Friday, 8 August 2014

Apple iPhone Privacy Changes Lead to Layoffs at Retail Tracking Startup Nomi

layoffs job cuts

Apple giveth, and Apple taketh away.
When iOS8, Apple’s new mobile operating software, rolls out in the fall, a subtle change in how Wi-Fi networks identify nearby iPhones is set to upend how some retail stores are tracking repeat visits by shoppers. One of the companies helping retail stores do that tracking is already feeling the impact.
Nomi, a startup that has raised $13 million in venture capital, has laid off at least 20 of its 60 or so employees, in part because of these forthcoming changes, according to sources.
Nomi sold a service to retail stores that allows them to track how many shoppers visit their stores, where they spend time inside the stores and how frequently they return. Some of this tracking is done by installing video cameras in stores to count foot traffic. But repeat visitor information was mainly gathered by keeping track of an iPhone’s MAC address — the 12-character identifier that is broadcast when a phone is searching for nearby Wi-Fi networks.
The problem for Nomi, and others in the space, is that Apple will start randomizing that number in iOS8, as Digiday and others have reported in recent months. That means that an iPhone running iOS8 that enters a store one day with a certain MAC address, will end up broadcasting a different MAC address if it appears in the store a few days later. So say goodbye to being able to track repeat visits through Wi-Fi.
“On the Wi-Fi side, Apple has basically said that they don’t like this method of tracking,” Nomi CEO Marc Ferrentino said in an interview on Friday morning. “Apple is signaling to the market that beacons are the way that they want this to be done.”
Nomi previously announced that it was going to start selling beacons to retailers as part of its in-store tracking system. Beacons are tiny pieces of battery-powered hardware that can broadcast messages to nearby phones via Apple’s iBeacon technology.
Nomi is now doubling down on video and beacons, and not installing any new Wi-Fi systems.
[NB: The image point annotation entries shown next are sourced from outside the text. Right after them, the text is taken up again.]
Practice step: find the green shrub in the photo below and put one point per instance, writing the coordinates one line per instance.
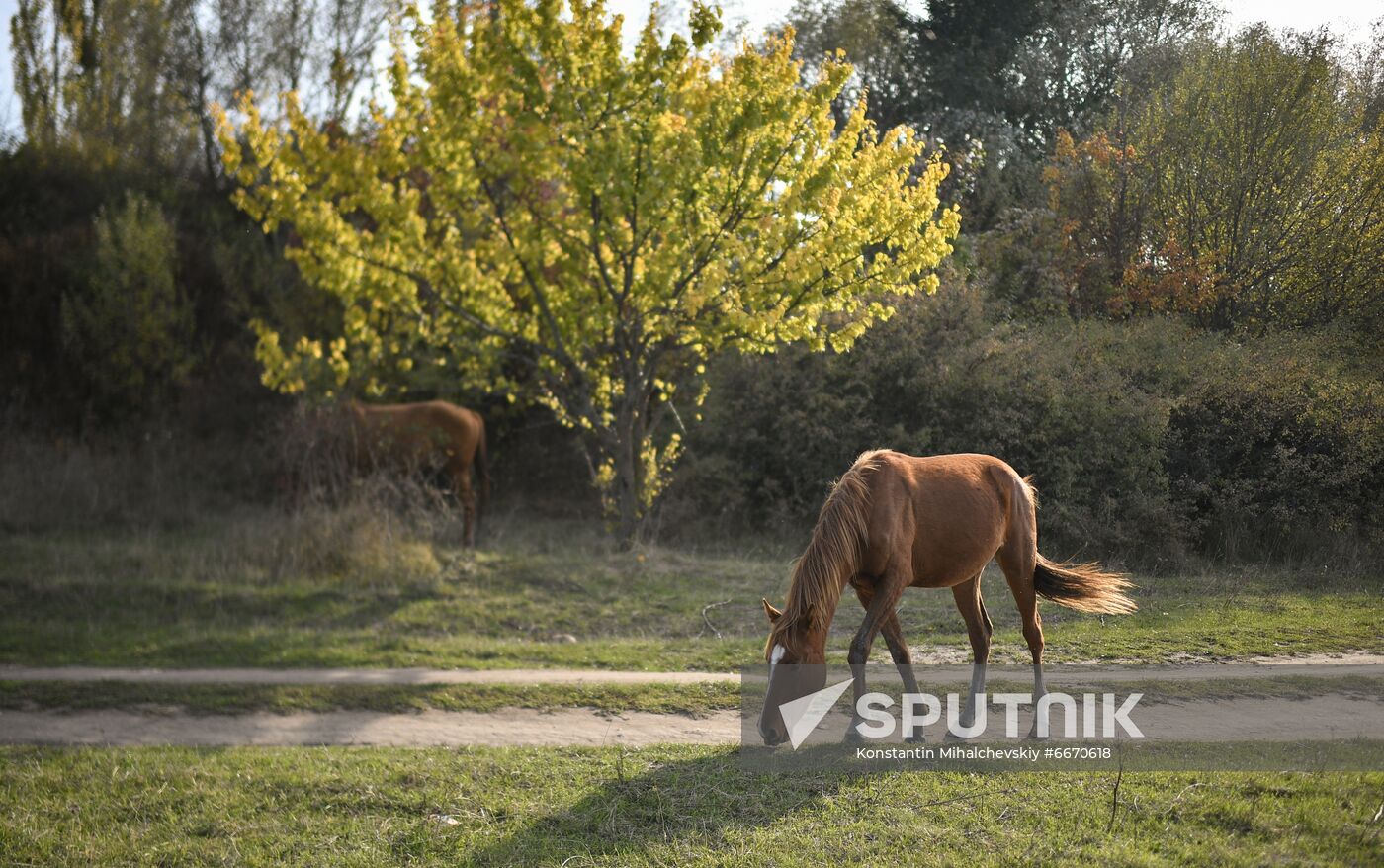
(1145, 439)
(1279, 452)
(129, 325)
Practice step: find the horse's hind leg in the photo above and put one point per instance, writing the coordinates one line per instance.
(1017, 560)
(979, 629)
(461, 486)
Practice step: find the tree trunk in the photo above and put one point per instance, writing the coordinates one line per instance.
(629, 476)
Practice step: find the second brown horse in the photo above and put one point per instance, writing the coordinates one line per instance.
(426, 435)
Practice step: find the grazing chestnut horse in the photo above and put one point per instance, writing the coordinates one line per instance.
(897, 521)
(433, 434)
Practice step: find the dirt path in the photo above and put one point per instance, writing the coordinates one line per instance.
(1312, 664)
(1241, 719)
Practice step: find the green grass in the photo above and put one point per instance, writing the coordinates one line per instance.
(286, 698)
(267, 591)
(608, 698)
(663, 806)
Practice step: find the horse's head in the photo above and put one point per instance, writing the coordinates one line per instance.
(796, 653)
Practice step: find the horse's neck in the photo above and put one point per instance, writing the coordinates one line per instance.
(821, 597)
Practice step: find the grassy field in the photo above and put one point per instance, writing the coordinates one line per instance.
(287, 698)
(648, 808)
(281, 591)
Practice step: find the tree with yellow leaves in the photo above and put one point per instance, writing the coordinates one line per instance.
(537, 207)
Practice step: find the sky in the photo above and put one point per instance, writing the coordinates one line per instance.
(1346, 17)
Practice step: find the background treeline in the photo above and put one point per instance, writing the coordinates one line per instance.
(1167, 304)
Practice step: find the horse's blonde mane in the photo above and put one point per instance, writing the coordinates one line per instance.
(833, 554)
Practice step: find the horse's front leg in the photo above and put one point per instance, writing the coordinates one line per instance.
(882, 600)
(903, 662)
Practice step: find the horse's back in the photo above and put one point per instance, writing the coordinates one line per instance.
(948, 511)
(426, 425)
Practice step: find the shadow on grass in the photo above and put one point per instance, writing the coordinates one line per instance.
(681, 803)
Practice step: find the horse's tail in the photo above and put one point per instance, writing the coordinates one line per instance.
(832, 557)
(481, 469)
(1083, 587)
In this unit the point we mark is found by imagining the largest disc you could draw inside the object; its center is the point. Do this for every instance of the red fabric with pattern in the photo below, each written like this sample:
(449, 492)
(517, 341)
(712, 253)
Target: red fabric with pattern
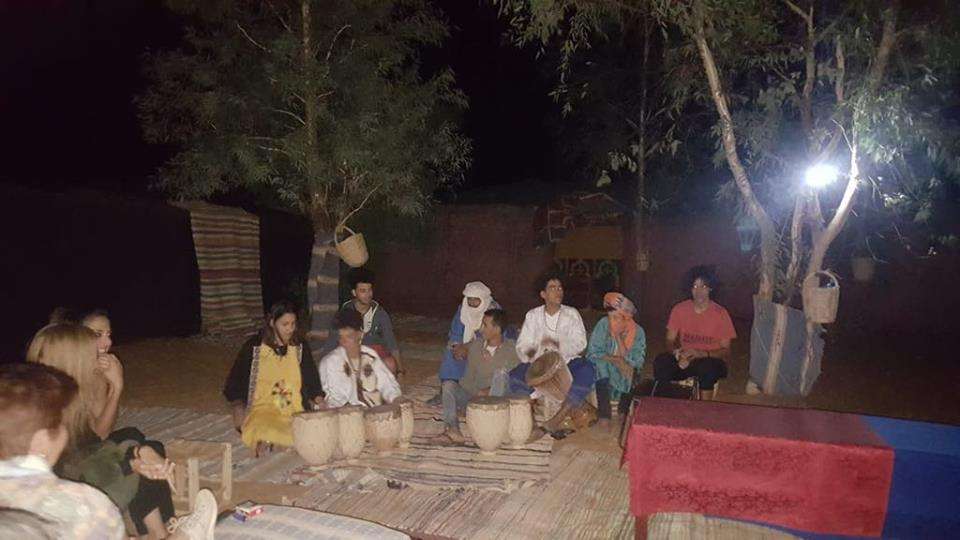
(814, 471)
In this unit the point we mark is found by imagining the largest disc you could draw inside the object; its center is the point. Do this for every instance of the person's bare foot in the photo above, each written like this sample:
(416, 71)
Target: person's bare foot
(450, 437)
(263, 449)
(536, 435)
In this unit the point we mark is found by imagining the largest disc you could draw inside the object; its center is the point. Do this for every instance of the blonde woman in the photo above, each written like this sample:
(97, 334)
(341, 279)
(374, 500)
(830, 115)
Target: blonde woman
(131, 470)
(33, 399)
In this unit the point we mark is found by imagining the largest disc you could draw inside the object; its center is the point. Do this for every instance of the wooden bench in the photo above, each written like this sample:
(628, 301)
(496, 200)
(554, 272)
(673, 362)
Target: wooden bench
(188, 455)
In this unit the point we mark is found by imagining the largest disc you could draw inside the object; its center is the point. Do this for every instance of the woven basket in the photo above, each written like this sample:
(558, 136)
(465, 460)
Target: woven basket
(353, 248)
(820, 303)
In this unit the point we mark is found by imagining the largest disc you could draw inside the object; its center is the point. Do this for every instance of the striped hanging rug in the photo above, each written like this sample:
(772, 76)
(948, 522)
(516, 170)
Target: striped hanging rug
(227, 244)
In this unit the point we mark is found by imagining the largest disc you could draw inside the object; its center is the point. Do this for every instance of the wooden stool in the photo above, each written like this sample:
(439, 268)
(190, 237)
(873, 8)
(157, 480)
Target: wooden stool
(188, 455)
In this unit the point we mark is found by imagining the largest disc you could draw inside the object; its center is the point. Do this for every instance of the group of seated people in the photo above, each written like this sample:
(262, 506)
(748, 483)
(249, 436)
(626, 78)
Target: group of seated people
(274, 375)
(65, 472)
(64, 466)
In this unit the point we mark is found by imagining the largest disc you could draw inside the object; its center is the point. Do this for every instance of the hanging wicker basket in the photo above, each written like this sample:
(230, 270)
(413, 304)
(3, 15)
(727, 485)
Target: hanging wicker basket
(820, 302)
(353, 248)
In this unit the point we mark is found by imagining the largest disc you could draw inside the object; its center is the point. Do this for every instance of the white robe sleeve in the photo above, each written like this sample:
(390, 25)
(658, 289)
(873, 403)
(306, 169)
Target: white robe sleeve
(574, 340)
(336, 385)
(529, 338)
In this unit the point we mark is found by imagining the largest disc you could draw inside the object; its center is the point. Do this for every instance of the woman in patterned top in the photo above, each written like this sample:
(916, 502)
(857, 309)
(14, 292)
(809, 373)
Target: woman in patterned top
(34, 400)
(273, 378)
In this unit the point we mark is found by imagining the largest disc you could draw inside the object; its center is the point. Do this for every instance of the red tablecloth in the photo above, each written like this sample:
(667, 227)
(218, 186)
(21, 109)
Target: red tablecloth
(809, 470)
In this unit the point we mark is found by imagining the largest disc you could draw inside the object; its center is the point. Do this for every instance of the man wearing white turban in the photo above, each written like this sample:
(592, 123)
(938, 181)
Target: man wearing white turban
(464, 328)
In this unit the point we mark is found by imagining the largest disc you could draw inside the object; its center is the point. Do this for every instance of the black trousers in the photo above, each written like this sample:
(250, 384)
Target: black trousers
(603, 400)
(151, 494)
(707, 370)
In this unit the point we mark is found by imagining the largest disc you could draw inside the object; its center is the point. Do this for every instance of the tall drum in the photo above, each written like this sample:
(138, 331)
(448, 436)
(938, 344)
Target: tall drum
(382, 426)
(315, 435)
(406, 421)
(488, 419)
(352, 436)
(521, 422)
(550, 375)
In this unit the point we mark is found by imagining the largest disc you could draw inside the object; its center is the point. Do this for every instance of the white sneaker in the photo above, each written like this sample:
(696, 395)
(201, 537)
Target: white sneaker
(199, 525)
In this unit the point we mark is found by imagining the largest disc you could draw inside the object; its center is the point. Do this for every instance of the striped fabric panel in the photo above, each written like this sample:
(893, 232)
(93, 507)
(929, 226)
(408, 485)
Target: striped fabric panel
(227, 245)
(323, 291)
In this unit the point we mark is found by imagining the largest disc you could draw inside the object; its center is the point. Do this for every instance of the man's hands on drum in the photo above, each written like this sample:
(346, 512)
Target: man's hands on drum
(460, 351)
(685, 356)
(149, 464)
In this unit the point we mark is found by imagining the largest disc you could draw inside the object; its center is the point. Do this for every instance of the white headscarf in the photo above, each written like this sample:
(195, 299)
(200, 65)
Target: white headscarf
(472, 317)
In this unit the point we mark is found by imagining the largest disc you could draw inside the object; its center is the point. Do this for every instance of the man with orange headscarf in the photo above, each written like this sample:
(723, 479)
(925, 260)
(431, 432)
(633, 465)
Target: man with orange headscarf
(617, 348)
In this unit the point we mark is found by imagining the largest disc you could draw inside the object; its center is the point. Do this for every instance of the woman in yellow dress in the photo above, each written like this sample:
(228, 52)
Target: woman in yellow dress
(273, 378)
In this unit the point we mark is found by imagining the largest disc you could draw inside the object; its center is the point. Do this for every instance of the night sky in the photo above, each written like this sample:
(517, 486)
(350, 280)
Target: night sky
(71, 67)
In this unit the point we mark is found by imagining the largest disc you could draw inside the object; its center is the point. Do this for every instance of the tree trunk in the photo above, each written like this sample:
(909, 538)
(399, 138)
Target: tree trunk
(639, 227)
(323, 289)
(768, 233)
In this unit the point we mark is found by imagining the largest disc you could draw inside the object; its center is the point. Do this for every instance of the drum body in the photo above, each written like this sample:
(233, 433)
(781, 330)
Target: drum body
(488, 419)
(406, 421)
(521, 422)
(382, 427)
(550, 375)
(316, 435)
(352, 431)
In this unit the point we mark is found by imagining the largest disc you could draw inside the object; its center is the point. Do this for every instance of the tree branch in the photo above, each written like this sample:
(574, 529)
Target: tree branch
(334, 41)
(250, 39)
(288, 113)
(796, 9)
(728, 138)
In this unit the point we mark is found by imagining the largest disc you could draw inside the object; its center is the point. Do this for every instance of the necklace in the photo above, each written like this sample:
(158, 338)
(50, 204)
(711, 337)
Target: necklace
(546, 324)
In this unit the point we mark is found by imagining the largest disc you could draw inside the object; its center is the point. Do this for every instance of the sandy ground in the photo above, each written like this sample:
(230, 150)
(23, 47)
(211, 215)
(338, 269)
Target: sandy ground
(869, 376)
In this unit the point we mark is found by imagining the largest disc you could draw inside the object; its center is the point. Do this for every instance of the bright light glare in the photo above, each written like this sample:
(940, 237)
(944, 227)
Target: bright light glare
(821, 175)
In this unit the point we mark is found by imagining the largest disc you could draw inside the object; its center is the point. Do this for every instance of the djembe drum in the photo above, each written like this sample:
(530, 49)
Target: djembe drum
(521, 422)
(550, 375)
(382, 426)
(352, 436)
(316, 435)
(406, 421)
(488, 419)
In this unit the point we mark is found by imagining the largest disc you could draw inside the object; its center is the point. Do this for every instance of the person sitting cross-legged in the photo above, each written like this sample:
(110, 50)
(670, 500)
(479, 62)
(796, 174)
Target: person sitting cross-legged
(489, 360)
(617, 348)
(554, 327)
(354, 374)
(703, 329)
(272, 379)
(377, 328)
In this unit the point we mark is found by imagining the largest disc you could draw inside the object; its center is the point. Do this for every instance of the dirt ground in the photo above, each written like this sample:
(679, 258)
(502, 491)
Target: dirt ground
(879, 376)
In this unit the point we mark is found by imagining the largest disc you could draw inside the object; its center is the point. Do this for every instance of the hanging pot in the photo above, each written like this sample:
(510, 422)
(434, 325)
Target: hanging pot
(820, 302)
(353, 248)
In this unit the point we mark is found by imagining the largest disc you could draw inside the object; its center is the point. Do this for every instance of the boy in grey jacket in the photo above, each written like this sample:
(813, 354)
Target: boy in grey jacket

It will keep current Wi-Fi systems up and running, since they’ll continue to provide information about individual shopper visits, such as where in a store shoppers migrate and how quickly they leave the store after entering.
In the meantime, Nomi cut staff, including many salespeople, in early July in part because the company had a large backlog of store installations that needed to be completed. And, in part, because beacon installations don’t require as much time and resources as Wi-Fi installations did.
“We’re excited about this,” Ferrentino said of Apple’s promoting beacon technology. “It takes the privacy conversation off the table and puts it in the end users’ control.”